Not everyone can "be of good cheer" 24/7. Some of us have to work at it, and I am grateful for that. I have feelings, and I am a very compassionate person, hence being emotional. Luckily, the "be of good cheer" part does come into effect after realizing how blessed I am in the things that I have. Luckily I have my children, and a few Christmas childhood memories that help me to remember that every Christmas can be filled with joy, and wonder.
My emotions come from the fact that all of our kids are growing up way too fast. It can also be that my hormones are changing as I get older! I know that this won't be Sierra's final Christmas with us, but it will probably be the last time she will literally decorate the house with us. Next year she will come home from college to an already decorated home, and all she'll have to do is eat, sleep, and play piano for us.
Still...so many of us have different reasons why we get so emotional during the Christmas season. Mine is missing family.
Family is key in my life, and with our families being in Texas, and out west it can be hard sometimes...especially during the holidays. I miss the gift exchanges on Christmas Eve wondering whether we were going to have it at our Aunt Marlynda's house in Mapleton, or my mother in laws house in Salt Lake City. I miss walking around Temple Square to see the lights. For 10 years I did that with my husbands family in Utah, and there are years when I miss that.
This year is one of them.
After watching the Christmas devotional given by the First Presidency early this morning it renewed my soul. I honestly don't know what I would do without their words of wisdom. Christmas time is one of those times I reflect back on my childhood, and I remember some of the simplest Christmases our mother made for us. I only remember a few, but the ones I remember I knew she did her best to make us happy in giving us simple & meaningful gifts.
I remember one year when it was just the three of us (me, my sister, and my mom) she decorated the house with things she bought at thrift stores, and put a small Christmas tree on top of a sturdy t.v. tray. She made a small tree skirt to cover the tray, & it didn't matter to me that our tree was on a tray with the gifts underneath. What mattered to me was seeing our mom happy because she made that one Christmas super special all by herself, and when you would pass by our house on Richard street...the tree looked even bigger when it was lit! I remember being the happiest little girl on the block!
I wish I had pictures to share, but all I have are memories.

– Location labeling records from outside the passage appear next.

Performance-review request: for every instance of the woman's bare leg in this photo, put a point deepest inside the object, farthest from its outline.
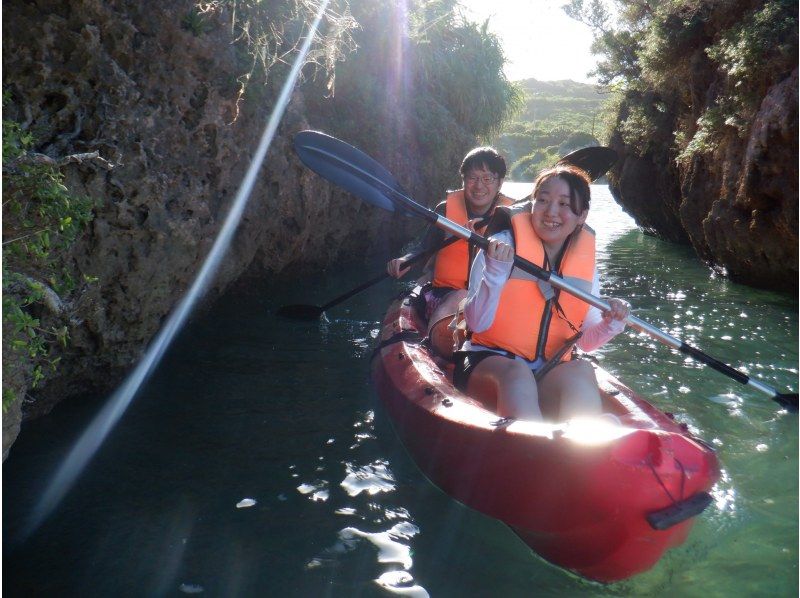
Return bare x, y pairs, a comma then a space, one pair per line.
511, 382
442, 339
570, 389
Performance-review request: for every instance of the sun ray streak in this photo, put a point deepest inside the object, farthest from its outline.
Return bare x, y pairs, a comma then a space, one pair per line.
95, 434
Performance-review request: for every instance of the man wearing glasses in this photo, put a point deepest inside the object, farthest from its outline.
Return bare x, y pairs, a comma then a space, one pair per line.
482, 172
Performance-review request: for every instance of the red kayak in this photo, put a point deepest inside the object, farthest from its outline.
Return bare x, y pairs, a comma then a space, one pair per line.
600, 499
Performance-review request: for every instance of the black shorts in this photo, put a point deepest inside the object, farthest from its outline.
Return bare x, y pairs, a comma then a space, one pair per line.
467, 361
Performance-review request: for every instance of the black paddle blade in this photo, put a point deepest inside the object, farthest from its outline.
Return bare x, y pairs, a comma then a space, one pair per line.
788, 401
300, 312
596, 160
348, 167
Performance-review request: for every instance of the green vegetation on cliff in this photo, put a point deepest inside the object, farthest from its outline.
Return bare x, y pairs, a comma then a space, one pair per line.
41, 220
422, 86
666, 49
558, 117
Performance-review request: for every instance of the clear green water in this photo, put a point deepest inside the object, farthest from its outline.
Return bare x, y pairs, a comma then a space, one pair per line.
248, 405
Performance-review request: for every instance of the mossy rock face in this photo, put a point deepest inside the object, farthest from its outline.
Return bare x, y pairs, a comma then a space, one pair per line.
708, 137
161, 107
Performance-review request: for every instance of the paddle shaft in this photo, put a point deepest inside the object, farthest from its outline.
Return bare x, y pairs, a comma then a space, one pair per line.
422, 255
558, 282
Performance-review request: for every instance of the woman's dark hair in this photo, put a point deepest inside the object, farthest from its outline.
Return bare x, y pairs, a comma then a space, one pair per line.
484, 156
580, 195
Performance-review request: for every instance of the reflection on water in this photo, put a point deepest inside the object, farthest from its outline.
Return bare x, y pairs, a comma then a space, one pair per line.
250, 407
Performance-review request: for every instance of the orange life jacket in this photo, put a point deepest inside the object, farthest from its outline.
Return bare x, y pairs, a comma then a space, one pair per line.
451, 269
533, 319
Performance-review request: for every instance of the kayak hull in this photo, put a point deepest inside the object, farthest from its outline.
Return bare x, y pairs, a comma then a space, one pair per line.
578, 494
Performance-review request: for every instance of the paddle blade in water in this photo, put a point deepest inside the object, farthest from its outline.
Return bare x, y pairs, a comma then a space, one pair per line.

Memories in which to share these stories with our children. My sister and I never exchanged gifts with each other or our mother, but now that I look back...it didn't matter. I didn't get upset because gifts from extended family members weren't given to us. I was just happy to see our mother happy even if it was just for that moment, and what I remember the most is the love I received from my mother on Christmas day...not so much the gifts.
Today, and for the past 18 years I always try to make Christmas for the kids valuable. Valuable meaning joyful, and filled with love. This year is going to be even simpler than the last, and I have reminded myself that Christmas is not about the gifts...it's about the love we share as a family, and giving of our time to each other, and those we love.
No matter how emotional the holidays can get for some of us just reflect back to a happy place. Remembering some of my childhood Christmases, and those that I have had with my own family helps me to keep that joy, and wonder in my life.
Focusing on the Savior plays a significant role during Christmas, and knowing that I have Him in my life helps turn those tears of emotional sadness into joy.
Then the "be of good cheer" part comes into play.